Is this incubator ok to set up with my leo eggs whenever they arrive?

Brinsea Octagon 20 Advance Incubator With Autoturn Cradle

You can turn the autoturn off so it doesn't rock.

Is it any good?


----------



## mariex4 (Oct 19, 2009)

ive never know anybody to use one or maybe ive just not seen them. To be honest id either use a poly box or a proper incubator as if somebody switches the turn button on by mistake its a by by eggies


----------



## Tombo46 (Aug 5, 2010)

I suppose if it holds a steady temperature it could work. Just pop your tub in it like you would any other incubator?


----------



## dawnthief (Mar 14, 2008)

There's a pin that you can put in it so it doesn't turn so luckily that wouldn't happen 

Would I need a lid on the top of the tub? or just put the tub in open lidded with the substrate in?


----------



## pigglywiggly (Jul 19, 2008)

i used to use one of these for poultry, they`re a quality incy.

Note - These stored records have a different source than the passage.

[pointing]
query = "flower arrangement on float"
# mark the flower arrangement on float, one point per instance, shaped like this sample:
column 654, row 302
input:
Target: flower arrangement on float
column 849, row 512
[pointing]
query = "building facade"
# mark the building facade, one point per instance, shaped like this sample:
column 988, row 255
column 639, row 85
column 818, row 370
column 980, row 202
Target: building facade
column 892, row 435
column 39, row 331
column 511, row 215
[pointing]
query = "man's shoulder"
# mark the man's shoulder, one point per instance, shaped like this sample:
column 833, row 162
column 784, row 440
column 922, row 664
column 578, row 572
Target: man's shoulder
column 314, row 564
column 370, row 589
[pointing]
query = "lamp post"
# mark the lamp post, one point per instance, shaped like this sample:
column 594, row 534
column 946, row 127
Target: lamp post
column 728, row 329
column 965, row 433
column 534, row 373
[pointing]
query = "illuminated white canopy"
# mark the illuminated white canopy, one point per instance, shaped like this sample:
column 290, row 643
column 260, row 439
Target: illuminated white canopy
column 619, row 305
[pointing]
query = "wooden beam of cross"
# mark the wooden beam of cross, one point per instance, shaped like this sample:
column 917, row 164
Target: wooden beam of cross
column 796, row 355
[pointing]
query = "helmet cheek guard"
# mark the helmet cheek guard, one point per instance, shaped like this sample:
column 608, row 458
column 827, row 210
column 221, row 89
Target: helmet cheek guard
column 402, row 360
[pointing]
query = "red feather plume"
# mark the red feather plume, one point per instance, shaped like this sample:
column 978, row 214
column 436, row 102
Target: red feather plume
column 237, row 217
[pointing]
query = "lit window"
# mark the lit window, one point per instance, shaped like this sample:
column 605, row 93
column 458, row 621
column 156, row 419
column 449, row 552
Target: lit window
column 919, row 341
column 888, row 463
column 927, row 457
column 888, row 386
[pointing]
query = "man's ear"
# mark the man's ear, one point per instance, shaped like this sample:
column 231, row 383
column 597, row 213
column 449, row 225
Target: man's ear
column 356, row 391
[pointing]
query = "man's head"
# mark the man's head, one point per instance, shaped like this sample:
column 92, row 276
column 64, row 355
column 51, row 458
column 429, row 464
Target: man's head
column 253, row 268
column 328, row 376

a hobavator is a chook incubator and lots of people use them for reps.

if you were to use it for your reptiles you just take it off the autoturn cradle and use it without? 
thats what i used to do anyway

you`d need to do a trail run to get the right temperature in your incubation tubs ( & put your thermometer probe inside the tub )

and you`d need to use a sealed tub to put your eggs in, because the octagon has a fan in it and it`d dry everything out too much imo.

this method with sealed tubs would probly be best 
Albey's How To Incubate Leopard Gecko Eggs


----------



## Tombo46 (Aug 5, 2010)

dawnthief said:


> There's a pin that you can put in it so it doesn't turn so luckily that wouldn't happen
> 
> Would I need a lid on the top of the tub? or just put the tub in open lidded with the substrate in?


I'd treat it like you would any other incubator. Tub with a lid etc. make sure the incubators only purpose is to maintain temps.


----------